A "pdf to text" conversion:, 
    $ pdftotext Tomo_I_Comision_Ortuzar.pdf
gave me a .txt version
    $ wc Tomo_I_Comision_Ortuzar.txt 
      49821  501678 3233386 Tomo_I_Comision_Ortuzar.txt
in a few seconds...

It seems that Baloo was able to index the Tomo_I_Comision_Ortuzar.pdf - searching for a collection of words in the file works:
    $ baloosearch actuen actuo actus acucia acucioso

I had a moment of surprise when baloosearch did not find the .txt version. Baloo has a file size limit for text files but as far as I remember it was more than that....
Comment 6 Stefan Brüns 2024-05-14 14:37:33 UTC
(In reply to Alejandro Nova from comment #0)
> At the request of the maintainer, I’m filling a bug against Baloo to upload
> a file that will be used to torture the File Indexer. 
> 
> File: History of the Chilean Constitution (volume 1)
> License: Public domain (according to Chilean Law)
> Length: 1.155 pages, including accented text

You left out any information what is not working for you ...
Comment 7 tagwerk19 2024-05-15 05:21:17 UTC
(In reply to Stefan Brüns from comment #6)
> You left out any information what is not working for you ...
It was a continuation of a thread on KDE Discuss, with the file taking a disproportionate time to index.
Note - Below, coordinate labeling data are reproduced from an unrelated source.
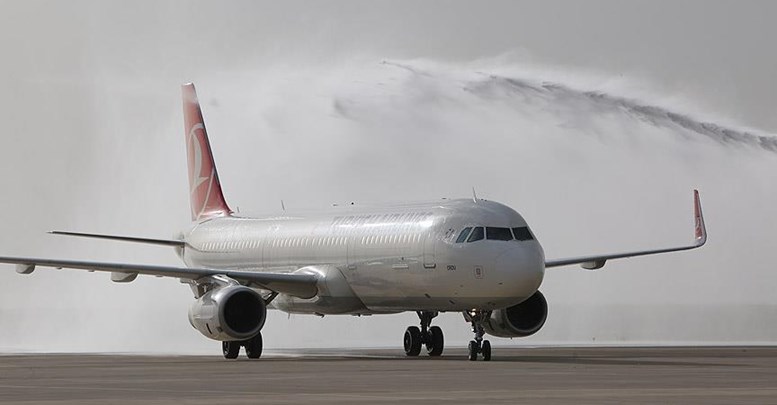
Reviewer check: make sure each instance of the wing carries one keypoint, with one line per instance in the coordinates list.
(299, 285)
(598, 261)
(163, 242)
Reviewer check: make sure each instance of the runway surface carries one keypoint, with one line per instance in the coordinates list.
(679, 375)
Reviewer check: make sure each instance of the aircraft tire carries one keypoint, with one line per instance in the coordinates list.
(486, 350)
(436, 341)
(254, 347)
(230, 349)
(412, 341)
(473, 350)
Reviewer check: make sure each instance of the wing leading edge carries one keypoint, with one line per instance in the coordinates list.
(299, 285)
(598, 261)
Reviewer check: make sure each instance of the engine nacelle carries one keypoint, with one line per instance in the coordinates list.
(229, 313)
(519, 320)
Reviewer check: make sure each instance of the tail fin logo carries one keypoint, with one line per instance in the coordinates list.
(198, 198)
(205, 193)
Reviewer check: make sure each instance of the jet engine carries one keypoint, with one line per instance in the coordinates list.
(519, 320)
(229, 313)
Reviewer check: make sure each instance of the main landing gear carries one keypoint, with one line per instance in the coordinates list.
(253, 347)
(430, 336)
(478, 346)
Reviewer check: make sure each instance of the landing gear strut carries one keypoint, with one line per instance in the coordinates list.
(478, 346)
(253, 346)
(432, 336)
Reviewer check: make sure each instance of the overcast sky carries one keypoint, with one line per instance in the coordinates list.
(92, 141)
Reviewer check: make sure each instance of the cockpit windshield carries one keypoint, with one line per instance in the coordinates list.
(463, 235)
(522, 233)
(493, 233)
(477, 234)
(473, 234)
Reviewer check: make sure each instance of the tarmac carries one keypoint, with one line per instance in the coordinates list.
(563, 375)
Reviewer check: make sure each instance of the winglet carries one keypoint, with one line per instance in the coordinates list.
(205, 195)
(701, 229)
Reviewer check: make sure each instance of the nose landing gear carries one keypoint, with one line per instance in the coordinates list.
(478, 346)
(432, 336)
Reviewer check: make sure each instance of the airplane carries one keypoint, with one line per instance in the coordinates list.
(472, 256)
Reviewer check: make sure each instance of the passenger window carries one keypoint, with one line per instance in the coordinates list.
(463, 235)
(493, 233)
(523, 233)
(477, 234)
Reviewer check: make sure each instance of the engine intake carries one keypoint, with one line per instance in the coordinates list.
(519, 320)
(229, 313)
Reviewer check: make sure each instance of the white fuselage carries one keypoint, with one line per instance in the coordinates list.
(380, 259)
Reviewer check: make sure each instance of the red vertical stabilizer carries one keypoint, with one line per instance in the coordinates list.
(205, 193)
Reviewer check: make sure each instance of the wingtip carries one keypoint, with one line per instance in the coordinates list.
(700, 229)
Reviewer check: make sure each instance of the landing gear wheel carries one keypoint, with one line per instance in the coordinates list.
(436, 342)
(473, 350)
(486, 350)
(254, 347)
(412, 341)
(230, 349)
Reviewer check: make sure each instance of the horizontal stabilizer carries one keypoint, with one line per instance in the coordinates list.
(298, 285)
(163, 242)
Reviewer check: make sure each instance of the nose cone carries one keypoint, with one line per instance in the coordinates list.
(524, 266)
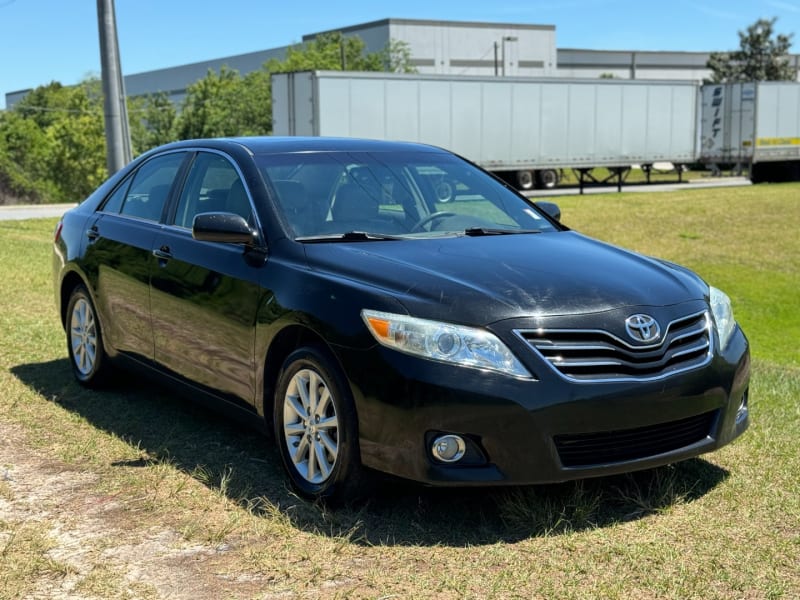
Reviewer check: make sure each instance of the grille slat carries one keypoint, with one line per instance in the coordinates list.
(599, 448)
(596, 355)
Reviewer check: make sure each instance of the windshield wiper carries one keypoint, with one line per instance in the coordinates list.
(480, 231)
(350, 236)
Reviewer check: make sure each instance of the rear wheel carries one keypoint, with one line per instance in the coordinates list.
(315, 427)
(85, 340)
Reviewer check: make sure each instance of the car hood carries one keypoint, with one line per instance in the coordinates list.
(485, 279)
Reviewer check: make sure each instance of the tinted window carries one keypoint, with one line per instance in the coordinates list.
(150, 187)
(399, 194)
(213, 185)
(114, 201)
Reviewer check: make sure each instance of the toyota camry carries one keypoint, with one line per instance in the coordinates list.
(326, 290)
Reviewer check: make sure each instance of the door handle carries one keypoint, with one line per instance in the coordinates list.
(162, 253)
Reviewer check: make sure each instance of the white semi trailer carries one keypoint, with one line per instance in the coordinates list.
(753, 126)
(525, 130)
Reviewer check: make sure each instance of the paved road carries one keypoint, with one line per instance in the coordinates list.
(19, 212)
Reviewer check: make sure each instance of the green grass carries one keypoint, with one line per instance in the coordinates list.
(726, 525)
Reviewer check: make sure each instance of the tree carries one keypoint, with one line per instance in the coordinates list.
(153, 121)
(762, 56)
(52, 147)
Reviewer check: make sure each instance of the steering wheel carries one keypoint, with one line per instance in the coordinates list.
(430, 218)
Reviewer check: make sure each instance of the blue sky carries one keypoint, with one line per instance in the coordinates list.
(57, 40)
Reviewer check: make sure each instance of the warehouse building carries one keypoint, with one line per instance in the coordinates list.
(454, 48)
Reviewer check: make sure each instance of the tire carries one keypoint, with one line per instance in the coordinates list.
(316, 428)
(87, 354)
(547, 179)
(525, 180)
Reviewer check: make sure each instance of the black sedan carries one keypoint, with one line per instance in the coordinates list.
(323, 287)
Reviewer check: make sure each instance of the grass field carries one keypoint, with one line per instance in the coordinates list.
(135, 493)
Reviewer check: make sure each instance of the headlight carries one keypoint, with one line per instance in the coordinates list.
(463, 346)
(723, 315)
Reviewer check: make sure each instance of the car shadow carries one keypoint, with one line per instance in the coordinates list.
(244, 465)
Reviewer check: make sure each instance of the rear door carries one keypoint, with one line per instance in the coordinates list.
(118, 258)
(205, 295)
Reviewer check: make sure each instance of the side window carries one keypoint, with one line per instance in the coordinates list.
(114, 202)
(213, 185)
(150, 187)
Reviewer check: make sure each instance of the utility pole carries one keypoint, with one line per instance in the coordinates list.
(118, 140)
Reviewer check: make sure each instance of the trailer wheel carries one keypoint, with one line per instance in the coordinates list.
(547, 179)
(525, 180)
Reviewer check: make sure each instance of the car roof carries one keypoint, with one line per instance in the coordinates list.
(277, 144)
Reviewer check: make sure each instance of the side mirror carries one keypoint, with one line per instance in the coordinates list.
(223, 227)
(551, 208)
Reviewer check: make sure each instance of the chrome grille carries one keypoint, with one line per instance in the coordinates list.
(597, 355)
(600, 448)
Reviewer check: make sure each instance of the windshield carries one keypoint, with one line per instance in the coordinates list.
(328, 195)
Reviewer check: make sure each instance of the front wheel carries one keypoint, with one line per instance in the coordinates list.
(315, 427)
(85, 340)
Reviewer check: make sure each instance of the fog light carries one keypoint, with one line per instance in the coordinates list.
(448, 448)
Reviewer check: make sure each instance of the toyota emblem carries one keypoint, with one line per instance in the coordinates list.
(642, 328)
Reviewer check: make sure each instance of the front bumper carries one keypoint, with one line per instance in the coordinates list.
(526, 432)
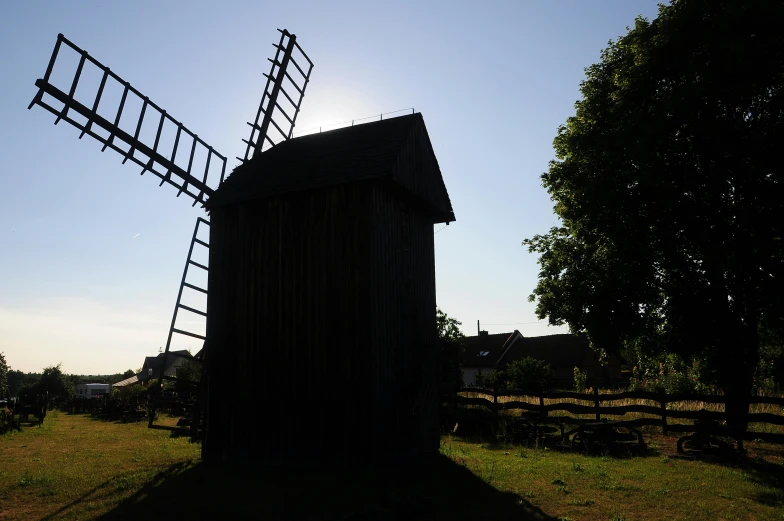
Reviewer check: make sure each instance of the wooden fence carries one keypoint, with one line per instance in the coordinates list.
(537, 408)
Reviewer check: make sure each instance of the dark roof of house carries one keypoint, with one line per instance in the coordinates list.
(491, 345)
(558, 350)
(137, 378)
(154, 362)
(397, 149)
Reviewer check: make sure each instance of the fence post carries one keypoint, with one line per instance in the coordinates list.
(663, 401)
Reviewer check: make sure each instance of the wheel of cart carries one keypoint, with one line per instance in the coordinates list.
(534, 429)
(710, 437)
(595, 436)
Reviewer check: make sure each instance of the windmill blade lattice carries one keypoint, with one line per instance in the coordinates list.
(277, 116)
(192, 166)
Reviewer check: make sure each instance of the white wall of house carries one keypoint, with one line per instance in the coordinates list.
(90, 391)
(469, 375)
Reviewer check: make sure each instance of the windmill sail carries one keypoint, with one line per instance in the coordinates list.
(123, 119)
(192, 284)
(277, 115)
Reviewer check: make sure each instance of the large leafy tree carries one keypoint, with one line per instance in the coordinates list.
(668, 183)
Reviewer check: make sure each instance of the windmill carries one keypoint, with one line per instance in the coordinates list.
(320, 342)
(83, 92)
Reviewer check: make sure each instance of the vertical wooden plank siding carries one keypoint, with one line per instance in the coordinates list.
(322, 330)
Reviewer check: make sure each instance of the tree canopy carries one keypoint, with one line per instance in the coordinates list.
(668, 185)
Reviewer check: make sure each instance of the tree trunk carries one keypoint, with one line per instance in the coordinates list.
(737, 364)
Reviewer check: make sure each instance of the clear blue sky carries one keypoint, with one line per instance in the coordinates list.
(91, 253)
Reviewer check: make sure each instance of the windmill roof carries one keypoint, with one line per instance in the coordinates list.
(397, 149)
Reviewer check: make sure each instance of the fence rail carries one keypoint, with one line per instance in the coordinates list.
(535, 405)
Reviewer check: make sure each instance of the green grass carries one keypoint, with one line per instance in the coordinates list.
(74, 467)
(653, 486)
(44, 469)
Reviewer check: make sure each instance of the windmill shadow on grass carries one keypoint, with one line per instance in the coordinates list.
(440, 490)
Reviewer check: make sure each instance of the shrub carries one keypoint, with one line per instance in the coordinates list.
(580, 380)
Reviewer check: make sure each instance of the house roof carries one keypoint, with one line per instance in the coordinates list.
(154, 362)
(484, 350)
(396, 149)
(557, 350)
(135, 379)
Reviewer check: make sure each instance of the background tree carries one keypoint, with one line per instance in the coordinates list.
(3, 376)
(669, 187)
(450, 340)
(188, 374)
(54, 382)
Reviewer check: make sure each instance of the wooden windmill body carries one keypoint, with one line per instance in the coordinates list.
(320, 343)
(322, 299)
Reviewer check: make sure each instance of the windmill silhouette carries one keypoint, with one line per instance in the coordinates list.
(128, 122)
(320, 345)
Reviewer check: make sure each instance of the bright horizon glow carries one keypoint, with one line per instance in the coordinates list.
(92, 253)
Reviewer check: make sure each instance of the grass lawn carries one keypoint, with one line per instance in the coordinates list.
(74, 467)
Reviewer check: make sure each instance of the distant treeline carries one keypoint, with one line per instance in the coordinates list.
(56, 382)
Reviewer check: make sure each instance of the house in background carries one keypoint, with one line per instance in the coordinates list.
(485, 353)
(482, 353)
(152, 367)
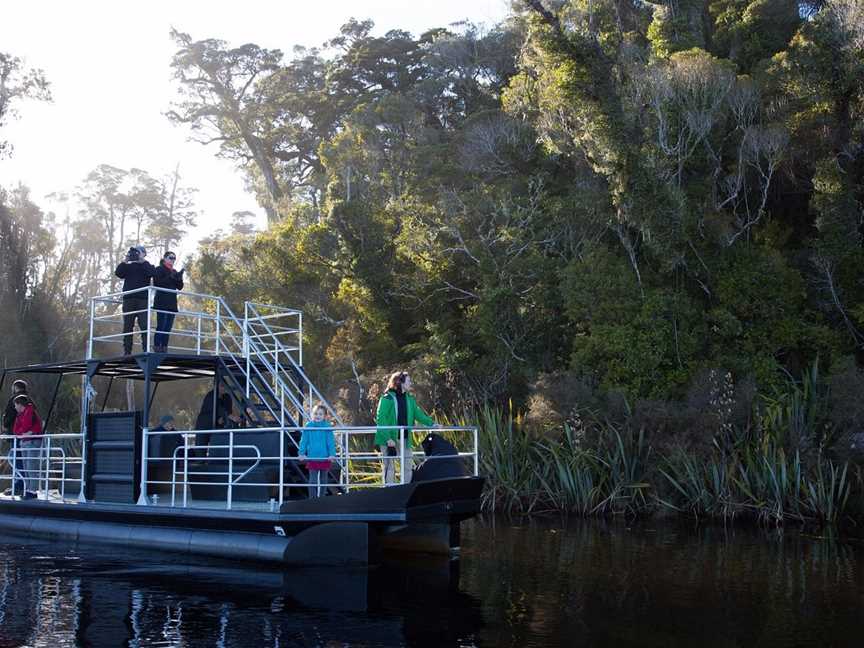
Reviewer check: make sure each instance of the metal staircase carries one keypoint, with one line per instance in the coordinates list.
(264, 376)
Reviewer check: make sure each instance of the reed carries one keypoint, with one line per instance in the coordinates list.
(616, 472)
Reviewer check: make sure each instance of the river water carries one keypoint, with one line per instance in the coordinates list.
(529, 583)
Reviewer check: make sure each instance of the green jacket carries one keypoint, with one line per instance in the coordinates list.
(387, 416)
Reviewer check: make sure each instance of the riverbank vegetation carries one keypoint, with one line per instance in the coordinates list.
(637, 224)
(785, 467)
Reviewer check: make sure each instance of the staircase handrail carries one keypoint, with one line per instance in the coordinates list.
(299, 369)
(272, 369)
(240, 366)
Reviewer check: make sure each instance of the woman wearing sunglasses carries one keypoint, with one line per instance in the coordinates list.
(165, 303)
(398, 407)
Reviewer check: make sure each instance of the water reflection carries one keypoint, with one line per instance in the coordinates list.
(596, 584)
(56, 596)
(532, 584)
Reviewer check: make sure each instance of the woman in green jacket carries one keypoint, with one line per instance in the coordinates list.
(398, 407)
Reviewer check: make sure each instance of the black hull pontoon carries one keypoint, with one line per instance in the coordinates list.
(354, 528)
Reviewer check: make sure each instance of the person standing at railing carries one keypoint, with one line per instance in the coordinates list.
(318, 450)
(136, 272)
(165, 303)
(398, 407)
(10, 414)
(28, 429)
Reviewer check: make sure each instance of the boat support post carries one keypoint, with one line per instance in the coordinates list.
(147, 365)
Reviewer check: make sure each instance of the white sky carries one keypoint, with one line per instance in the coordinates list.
(108, 64)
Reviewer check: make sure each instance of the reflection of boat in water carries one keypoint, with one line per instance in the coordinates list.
(130, 599)
(238, 489)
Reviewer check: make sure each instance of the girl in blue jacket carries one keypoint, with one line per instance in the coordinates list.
(318, 450)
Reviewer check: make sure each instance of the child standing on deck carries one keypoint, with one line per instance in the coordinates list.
(318, 450)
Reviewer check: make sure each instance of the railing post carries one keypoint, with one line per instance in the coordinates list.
(218, 323)
(63, 479)
(230, 466)
(198, 337)
(92, 315)
(402, 455)
(149, 293)
(47, 465)
(476, 453)
(142, 498)
(281, 464)
(15, 465)
(300, 342)
(345, 457)
(85, 408)
(185, 468)
(246, 353)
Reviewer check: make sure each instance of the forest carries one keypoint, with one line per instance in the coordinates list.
(608, 224)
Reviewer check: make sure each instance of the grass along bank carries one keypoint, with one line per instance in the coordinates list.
(603, 468)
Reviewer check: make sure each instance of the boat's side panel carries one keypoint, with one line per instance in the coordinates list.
(329, 543)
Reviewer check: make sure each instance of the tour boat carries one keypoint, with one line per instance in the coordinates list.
(237, 492)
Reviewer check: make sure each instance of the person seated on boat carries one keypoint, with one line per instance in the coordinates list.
(442, 460)
(213, 414)
(136, 272)
(28, 430)
(165, 276)
(398, 407)
(318, 450)
(163, 445)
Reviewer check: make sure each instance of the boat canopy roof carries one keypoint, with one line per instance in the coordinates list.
(135, 367)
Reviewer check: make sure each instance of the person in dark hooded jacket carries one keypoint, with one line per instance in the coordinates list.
(136, 272)
(10, 414)
(165, 303)
(442, 460)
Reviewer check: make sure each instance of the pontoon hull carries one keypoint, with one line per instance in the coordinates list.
(353, 528)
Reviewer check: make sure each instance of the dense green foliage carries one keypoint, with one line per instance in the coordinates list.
(652, 210)
(633, 195)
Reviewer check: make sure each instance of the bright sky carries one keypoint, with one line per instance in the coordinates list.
(108, 64)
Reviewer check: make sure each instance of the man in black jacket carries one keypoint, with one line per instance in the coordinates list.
(136, 272)
(18, 387)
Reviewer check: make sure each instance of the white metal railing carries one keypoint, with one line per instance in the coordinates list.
(200, 476)
(58, 460)
(283, 362)
(265, 347)
(198, 327)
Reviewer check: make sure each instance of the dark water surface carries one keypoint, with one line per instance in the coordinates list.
(539, 583)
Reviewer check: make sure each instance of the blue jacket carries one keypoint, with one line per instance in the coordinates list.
(317, 441)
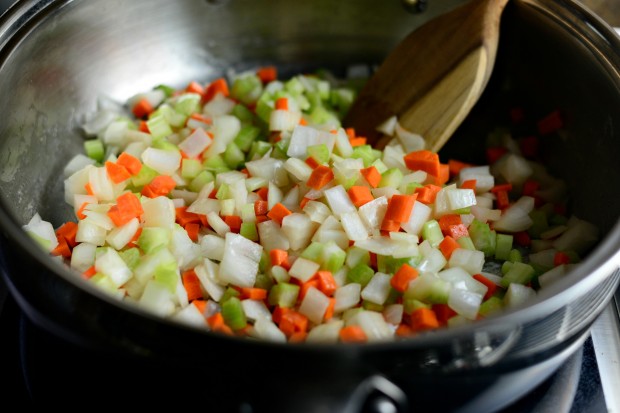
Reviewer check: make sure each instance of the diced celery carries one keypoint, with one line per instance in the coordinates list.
(360, 274)
(158, 127)
(518, 273)
(246, 136)
(233, 156)
(201, 180)
(283, 294)
(391, 178)
(503, 246)
(319, 152)
(233, 314)
(431, 232)
(190, 168)
(483, 237)
(94, 149)
(248, 230)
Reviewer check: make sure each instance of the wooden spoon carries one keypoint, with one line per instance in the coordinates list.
(433, 78)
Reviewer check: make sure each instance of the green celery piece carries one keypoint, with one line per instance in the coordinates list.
(333, 257)
(158, 127)
(201, 180)
(152, 238)
(215, 163)
(283, 295)
(466, 243)
(503, 246)
(360, 274)
(246, 136)
(391, 178)
(247, 89)
(167, 274)
(411, 304)
(519, 273)
(143, 177)
(258, 149)
(515, 255)
(233, 313)
(319, 152)
(94, 149)
(190, 168)
(539, 223)
(187, 103)
(369, 305)
(131, 256)
(431, 232)
(483, 237)
(248, 230)
(233, 156)
(244, 114)
(491, 306)
(313, 252)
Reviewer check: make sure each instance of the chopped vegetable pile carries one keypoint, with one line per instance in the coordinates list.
(243, 206)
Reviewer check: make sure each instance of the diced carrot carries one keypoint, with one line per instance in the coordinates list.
(550, 123)
(327, 283)
(192, 230)
(253, 293)
(443, 313)
(278, 212)
(401, 278)
(281, 103)
(427, 193)
(234, 222)
(423, 160)
(320, 176)
(469, 184)
(68, 230)
(447, 246)
(62, 249)
(183, 217)
(279, 257)
(423, 318)
(161, 185)
(130, 162)
(191, 283)
(263, 193)
(357, 141)
(560, 258)
(400, 207)
(142, 108)
(491, 286)
(372, 176)
(502, 200)
(447, 220)
(117, 173)
(458, 231)
(493, 153)
(195, 87)
(455, 166)
(360, 195)
(507, 187)
(352, 334)
(217, 86)
(267, 74)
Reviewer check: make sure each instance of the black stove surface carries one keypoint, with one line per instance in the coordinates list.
(37, 367)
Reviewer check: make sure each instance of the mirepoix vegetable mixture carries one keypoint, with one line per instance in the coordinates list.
(242, 206)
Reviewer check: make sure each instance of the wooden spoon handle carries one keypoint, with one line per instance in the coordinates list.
(434, 76)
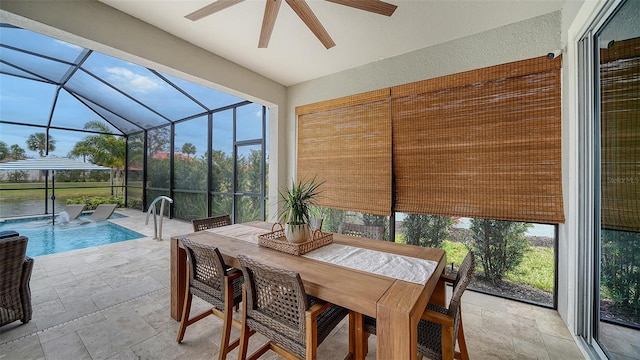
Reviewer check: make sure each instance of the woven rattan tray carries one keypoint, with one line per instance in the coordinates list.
(276, 240)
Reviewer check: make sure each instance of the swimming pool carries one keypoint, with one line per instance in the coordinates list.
(45, 238)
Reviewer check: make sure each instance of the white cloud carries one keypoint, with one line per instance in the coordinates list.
(131, 81)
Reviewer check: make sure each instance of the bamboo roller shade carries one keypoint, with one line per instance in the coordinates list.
(620, 135)
(347, 144)
(481, 144)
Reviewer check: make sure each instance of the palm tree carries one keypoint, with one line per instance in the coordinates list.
(38, 142)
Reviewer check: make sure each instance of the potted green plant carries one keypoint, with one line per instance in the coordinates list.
(297, 203)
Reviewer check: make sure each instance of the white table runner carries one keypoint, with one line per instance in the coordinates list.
(395, 266)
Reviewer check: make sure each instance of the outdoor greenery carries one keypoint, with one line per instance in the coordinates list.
(92, 202)
(38, 142)
(536, 268)
(298, 200)
(427, 230)
(621, 268)
(102, 149)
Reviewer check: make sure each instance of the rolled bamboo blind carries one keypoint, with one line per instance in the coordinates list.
(483, 144)
(620, 135)
(346, 143)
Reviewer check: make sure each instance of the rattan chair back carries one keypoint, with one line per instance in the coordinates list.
(206, 272)
(275, 297)
(213, 281)
(430, 333)
(15, 274)
(367, 231)
(210, 223)
(463, 278)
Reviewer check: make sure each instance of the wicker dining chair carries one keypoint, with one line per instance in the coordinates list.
(210, 223)
(15, 274)
(368, 231)
(439, 327)
(275, 305)
(210, 279)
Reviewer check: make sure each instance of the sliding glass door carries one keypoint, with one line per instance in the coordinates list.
(610, 57)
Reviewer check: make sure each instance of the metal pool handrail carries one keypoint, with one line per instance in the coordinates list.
(157, 226)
The weakness of memory, I didn't take a copy. It's sobering when you cannot find what you are looking for :-/
Comment 8 Bug Janitor Service 2024-05-30 03:45:48 UTC
Dear Bug Submitter,

This bug has been in NEEDSINFO status with no change for at least
15 days. Please provide the requested information as soon as
possible and set the bug status as REPORTED. Due to regular bug
tracker maintenance, if the bug is still in NEEDSINFO status with
no change in 30 days the bug will be closed as RESOLVED > WORKSFORME
due to lack of needed information.

For more information about our bug triaging procedures please read the
wiki located here:
https://community.kde.org/Guidelines_and_HOWTOs/Bug_triaging

If you have already provided the requested information, please
mark the bug as REPORTED so that the KDE team knows that the bug is
ready to be confirmed.

Thank you for helping us make KDE software even better for everyone!
Comment 9 Bug Janitor Service 2024-06-14 03:47:18 UTC
This bug has been in NEEDSINFO status with no change for at least
30 days. The bug is now closed as RESOLVED > WORKSFORME
due to lack of needed information.

For more information about our bug triaging procedures please read the
wiki located here:
https://community.kde.org/Guidelines_and_HOWTOs/Bug_triaging

Thank you for helping us make KDE software even better for everyone!